DataStream<Tuple2<String, Long>> advertisement = env
.addSource(new FlinkKafkaConsumer082<String>("advertisement", new SimpleStringSchema(), properties))
.map(new MapFunction<String, Tuple2<String, Long>>() {
private static final long serialVersionUID = -6564495005753073342L;
@Override
public Tuple2<String, Long> map(String value) throws Exception {
String[] splits = value.split(" ");
return new Tuple2<String, Long>(splits[0], Long.parseLong(splits[1]));
}
}).assignTimestamps(timestampExtractor);
advertisement
.keyBy(keySelector)
.window(TumblingTimeWindows.of(Time.of(10, TimeUnit.SECONDS)))

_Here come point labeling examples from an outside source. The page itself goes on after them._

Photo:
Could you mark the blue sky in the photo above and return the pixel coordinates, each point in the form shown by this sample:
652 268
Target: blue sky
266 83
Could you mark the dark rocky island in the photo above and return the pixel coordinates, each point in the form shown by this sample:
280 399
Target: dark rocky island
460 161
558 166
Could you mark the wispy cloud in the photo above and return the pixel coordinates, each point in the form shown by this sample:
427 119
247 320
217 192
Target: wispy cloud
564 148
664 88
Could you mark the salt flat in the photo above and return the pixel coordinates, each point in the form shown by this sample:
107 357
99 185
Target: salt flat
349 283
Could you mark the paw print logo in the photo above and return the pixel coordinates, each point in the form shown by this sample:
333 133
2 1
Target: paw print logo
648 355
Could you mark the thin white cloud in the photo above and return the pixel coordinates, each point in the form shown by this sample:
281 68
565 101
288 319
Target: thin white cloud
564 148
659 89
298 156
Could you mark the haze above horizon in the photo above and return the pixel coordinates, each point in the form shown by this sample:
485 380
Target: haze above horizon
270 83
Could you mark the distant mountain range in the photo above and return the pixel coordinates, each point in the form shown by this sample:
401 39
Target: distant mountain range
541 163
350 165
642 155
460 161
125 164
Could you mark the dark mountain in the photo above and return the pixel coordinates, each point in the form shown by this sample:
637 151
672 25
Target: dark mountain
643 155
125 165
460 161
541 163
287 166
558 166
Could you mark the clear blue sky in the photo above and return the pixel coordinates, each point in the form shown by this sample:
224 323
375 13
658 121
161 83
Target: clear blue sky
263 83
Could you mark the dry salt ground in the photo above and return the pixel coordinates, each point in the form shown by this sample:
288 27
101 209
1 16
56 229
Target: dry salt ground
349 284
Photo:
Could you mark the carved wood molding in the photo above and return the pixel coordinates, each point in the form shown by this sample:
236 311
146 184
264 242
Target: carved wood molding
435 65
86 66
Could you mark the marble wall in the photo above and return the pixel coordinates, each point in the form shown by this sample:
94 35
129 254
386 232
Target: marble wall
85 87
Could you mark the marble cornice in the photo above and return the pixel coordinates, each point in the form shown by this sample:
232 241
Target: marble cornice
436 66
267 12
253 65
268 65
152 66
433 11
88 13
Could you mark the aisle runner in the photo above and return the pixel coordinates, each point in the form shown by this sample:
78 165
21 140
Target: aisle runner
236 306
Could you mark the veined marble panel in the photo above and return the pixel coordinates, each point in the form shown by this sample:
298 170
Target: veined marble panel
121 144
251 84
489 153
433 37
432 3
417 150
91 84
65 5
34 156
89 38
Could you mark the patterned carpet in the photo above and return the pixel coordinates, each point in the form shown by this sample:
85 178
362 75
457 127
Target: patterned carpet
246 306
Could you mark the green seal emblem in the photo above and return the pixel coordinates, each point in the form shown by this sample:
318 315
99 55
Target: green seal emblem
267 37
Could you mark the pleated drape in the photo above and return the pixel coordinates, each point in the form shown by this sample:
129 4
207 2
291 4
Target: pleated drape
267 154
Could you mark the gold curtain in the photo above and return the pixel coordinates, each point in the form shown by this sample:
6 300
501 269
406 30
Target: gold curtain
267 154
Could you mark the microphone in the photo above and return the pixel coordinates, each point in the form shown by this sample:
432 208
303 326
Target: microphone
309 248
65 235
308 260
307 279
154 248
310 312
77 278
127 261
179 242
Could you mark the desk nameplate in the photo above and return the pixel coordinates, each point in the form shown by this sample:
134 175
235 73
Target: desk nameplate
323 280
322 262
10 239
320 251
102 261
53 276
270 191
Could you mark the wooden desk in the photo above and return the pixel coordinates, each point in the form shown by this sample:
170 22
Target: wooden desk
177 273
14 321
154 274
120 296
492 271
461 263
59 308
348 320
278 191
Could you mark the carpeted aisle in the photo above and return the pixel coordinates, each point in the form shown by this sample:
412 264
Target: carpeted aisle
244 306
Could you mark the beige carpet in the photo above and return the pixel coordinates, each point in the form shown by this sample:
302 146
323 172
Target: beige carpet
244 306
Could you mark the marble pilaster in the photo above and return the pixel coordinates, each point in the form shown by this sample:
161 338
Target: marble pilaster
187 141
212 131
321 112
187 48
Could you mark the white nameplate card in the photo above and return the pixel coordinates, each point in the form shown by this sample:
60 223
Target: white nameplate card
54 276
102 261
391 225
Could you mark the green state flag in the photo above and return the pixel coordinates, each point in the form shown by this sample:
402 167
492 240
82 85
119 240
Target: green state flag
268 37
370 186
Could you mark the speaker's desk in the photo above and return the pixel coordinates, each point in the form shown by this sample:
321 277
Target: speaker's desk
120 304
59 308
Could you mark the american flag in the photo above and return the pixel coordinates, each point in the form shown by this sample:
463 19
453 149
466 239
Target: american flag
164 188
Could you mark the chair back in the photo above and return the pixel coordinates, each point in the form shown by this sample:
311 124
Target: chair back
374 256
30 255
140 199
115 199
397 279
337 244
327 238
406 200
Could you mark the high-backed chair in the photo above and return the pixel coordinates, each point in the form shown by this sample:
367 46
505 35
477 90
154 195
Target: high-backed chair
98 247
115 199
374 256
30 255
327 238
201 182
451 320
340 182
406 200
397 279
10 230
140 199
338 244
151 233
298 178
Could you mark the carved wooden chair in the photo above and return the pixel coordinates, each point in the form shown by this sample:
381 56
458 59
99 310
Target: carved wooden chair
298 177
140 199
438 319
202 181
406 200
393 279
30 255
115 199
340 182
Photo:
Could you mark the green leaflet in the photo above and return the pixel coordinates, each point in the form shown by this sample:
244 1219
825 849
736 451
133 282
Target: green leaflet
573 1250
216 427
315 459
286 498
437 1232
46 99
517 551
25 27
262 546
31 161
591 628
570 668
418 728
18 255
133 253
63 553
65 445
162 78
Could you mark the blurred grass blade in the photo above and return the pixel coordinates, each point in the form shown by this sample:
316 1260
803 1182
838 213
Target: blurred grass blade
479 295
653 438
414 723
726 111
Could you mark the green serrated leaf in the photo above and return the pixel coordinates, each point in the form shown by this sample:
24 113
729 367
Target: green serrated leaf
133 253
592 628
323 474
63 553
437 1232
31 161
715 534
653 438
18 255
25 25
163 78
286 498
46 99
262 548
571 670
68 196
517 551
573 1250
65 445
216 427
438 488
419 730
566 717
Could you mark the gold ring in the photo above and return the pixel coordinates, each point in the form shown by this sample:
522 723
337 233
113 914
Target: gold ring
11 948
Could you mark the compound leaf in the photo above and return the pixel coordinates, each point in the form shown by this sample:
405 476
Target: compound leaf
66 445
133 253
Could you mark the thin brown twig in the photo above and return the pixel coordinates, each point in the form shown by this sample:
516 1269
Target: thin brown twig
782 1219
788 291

.apply(new WindowFunction<Tuple2<String,Long>, Integer, String, TimeWindow>() {
private static final long serialVersionUID = 5151607280638477891L;
@Override
public void apply(String s, TimeWindow window, Iterable<Tuple2<String, Long>> values, Collector<Integer> out) throws Exception {
out.collect(Iterables.size(values));
}
}).print();
Why this happened? if I add "keyBy(keySelector)" before "assignTimestamps(timestampExtractor)" then the program works. Anyone could help to explain the reason?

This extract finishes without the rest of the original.